Amended listing requirements of the JSE
Johannesburg Stock Exchange
The FSCA recently approved amendments to the JSE listing requirements (see Board Notice 298 of 2022). The amended listing requirements will come into effect from 11 July 2022.
These amendments consist of a thorough consultation process with relevant market participants and the FSCA and the main reason for the newly approved amendments is to remove some of the red tape and make it easier for companies to be listed on the JSE. Furthermore, the amendments aim to regulate companies listed on the JSE effectively and appropriately.
The five most important amendments are;
The exemption threshold for ordinary course of business transactions has been increased from a percentage ratio of 10% to 30% in transactions that do not need to be categorized in order to comply with the Listings Requirements (and that would otherwise require shareholder approval and the publication of a circular to shareholders);
Any transactions with directors and/or their associates are excluded from the ordinary course of business exemption referred to above;
Additional circumstances are provided for where intra-group repurchase transactions do not require shareholder approval, namely intra-group repurchases by the issuer of its securities from wholly-owned subsidiaries or in the context of share incentive schemes and/or non-dilutive share incentive schemes controlled by the issuer, in each case, on a non pro-rata basis;
Related parties are allowed to participate in a general issue of shares for cash through a process if certain conditions including, inter alia, maximum pricing requirements and that all allocations in the process take place on an equitable basis;
When a circular to shareholders include management accounts used for the purposes of the pro forma financial effects, a reporting accountant’s review or audit opinion (whichever is applicable) must be obtained on those management accounts for acquisitions only and not for disposals.

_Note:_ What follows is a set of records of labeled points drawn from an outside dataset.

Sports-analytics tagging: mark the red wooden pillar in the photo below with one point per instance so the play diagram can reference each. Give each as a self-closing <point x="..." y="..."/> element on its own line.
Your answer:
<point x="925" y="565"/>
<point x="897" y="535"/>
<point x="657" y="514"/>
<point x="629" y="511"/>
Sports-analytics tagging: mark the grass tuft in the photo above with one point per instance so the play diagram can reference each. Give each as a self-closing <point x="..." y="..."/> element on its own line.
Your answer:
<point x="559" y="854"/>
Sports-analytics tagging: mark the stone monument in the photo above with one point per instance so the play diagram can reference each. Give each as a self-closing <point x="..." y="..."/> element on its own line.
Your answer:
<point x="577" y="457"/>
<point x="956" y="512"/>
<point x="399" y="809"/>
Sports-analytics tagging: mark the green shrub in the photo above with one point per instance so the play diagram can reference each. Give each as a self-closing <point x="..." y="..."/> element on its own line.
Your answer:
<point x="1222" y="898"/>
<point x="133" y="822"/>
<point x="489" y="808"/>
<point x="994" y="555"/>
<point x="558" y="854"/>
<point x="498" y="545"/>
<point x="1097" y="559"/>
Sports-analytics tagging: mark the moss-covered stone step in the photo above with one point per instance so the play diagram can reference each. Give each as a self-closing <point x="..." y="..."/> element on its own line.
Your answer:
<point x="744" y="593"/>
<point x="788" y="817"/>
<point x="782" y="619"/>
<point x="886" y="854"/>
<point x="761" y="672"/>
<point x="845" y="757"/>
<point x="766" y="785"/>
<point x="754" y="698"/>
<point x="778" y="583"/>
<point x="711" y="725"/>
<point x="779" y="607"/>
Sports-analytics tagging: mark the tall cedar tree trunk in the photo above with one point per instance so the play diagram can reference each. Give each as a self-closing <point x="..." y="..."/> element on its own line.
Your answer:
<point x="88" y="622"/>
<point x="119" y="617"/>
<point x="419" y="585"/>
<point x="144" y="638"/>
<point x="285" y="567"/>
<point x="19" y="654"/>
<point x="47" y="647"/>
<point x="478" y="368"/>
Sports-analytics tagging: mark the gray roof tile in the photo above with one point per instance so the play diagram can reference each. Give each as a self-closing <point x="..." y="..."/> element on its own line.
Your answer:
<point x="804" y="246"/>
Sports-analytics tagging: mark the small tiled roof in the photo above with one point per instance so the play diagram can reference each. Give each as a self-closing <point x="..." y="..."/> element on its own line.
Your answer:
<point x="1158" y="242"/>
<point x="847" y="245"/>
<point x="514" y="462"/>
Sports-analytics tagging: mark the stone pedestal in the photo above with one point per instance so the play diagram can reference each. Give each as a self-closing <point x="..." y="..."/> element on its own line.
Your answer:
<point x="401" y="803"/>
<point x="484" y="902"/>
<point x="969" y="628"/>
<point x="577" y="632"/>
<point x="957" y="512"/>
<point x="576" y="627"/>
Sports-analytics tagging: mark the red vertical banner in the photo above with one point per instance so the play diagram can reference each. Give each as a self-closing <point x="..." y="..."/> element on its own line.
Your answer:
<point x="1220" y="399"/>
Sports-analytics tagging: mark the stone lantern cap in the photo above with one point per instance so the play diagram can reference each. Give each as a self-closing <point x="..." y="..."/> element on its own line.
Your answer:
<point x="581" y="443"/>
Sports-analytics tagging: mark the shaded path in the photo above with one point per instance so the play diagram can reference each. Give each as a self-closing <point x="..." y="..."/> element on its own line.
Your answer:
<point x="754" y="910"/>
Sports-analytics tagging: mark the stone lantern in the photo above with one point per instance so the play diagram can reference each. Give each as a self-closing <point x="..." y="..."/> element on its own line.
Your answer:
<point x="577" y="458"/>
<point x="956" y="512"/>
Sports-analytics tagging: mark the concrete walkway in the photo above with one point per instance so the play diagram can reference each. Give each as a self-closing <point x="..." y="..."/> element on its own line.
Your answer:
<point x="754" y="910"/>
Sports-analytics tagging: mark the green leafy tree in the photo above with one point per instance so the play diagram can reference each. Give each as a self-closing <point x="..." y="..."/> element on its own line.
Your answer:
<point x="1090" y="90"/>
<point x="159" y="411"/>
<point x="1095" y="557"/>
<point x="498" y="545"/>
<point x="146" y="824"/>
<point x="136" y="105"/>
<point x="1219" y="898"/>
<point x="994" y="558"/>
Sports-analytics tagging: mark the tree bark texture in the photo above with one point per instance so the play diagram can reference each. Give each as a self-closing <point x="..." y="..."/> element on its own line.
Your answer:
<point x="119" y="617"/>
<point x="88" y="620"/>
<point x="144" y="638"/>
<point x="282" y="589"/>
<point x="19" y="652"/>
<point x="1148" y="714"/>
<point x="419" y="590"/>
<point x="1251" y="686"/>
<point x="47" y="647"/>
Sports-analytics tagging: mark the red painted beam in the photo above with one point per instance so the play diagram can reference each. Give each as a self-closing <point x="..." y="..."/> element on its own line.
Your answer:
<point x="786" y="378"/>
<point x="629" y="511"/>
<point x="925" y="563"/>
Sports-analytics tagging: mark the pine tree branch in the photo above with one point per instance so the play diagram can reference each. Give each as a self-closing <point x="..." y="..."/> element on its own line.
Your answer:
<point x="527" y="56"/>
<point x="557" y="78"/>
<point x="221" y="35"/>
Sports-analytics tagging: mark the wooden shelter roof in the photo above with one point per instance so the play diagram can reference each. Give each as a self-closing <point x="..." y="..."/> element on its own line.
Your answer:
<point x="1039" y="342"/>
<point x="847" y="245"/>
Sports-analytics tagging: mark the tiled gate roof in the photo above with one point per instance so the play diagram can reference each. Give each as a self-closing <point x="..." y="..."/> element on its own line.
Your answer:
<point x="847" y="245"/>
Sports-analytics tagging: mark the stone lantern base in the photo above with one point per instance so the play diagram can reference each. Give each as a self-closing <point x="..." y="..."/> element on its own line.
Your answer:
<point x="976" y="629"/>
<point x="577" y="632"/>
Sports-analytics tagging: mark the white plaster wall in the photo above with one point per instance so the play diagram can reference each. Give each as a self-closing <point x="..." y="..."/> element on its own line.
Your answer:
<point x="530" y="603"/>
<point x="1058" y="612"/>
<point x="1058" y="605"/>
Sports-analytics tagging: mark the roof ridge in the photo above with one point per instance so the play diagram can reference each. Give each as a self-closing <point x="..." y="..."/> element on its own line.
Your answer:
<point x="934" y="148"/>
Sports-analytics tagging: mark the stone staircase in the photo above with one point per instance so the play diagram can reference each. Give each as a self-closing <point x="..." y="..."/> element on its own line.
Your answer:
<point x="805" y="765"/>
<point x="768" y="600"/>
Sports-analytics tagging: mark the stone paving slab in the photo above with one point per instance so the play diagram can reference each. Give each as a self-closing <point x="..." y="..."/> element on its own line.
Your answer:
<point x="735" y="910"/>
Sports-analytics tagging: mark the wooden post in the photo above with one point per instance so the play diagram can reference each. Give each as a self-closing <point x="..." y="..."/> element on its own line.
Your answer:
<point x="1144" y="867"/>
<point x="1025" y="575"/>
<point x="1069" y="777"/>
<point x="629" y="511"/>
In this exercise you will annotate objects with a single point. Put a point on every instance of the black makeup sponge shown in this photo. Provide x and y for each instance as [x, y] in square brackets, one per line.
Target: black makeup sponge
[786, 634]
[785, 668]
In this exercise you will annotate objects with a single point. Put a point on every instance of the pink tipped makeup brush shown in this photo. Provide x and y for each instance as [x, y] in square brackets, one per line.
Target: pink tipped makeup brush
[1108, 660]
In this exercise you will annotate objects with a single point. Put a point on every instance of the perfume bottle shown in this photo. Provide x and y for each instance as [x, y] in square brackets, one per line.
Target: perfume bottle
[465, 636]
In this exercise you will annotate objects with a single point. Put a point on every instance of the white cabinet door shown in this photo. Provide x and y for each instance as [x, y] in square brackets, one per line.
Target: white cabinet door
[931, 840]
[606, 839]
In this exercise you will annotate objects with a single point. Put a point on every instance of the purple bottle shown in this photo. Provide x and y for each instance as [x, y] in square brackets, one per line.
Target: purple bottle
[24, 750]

The amendments were made with the recognition that the global landscape is continuously developing and the significance of engaging market participants to guarantee that a balance is struck between obligations placed on companies listed by the JSE to comply with continuous regulatory requirements and the regulatory responsibilities of the JSE. It is also important to note that the amendments come at a time when there is a substantial increase in companies delisting from the JSE with very little new listings to bridge the gap. Therefore, the amendments which were mainly approved to make it more attractive for companies to be listed on the JSE, are approved at a very crucial time.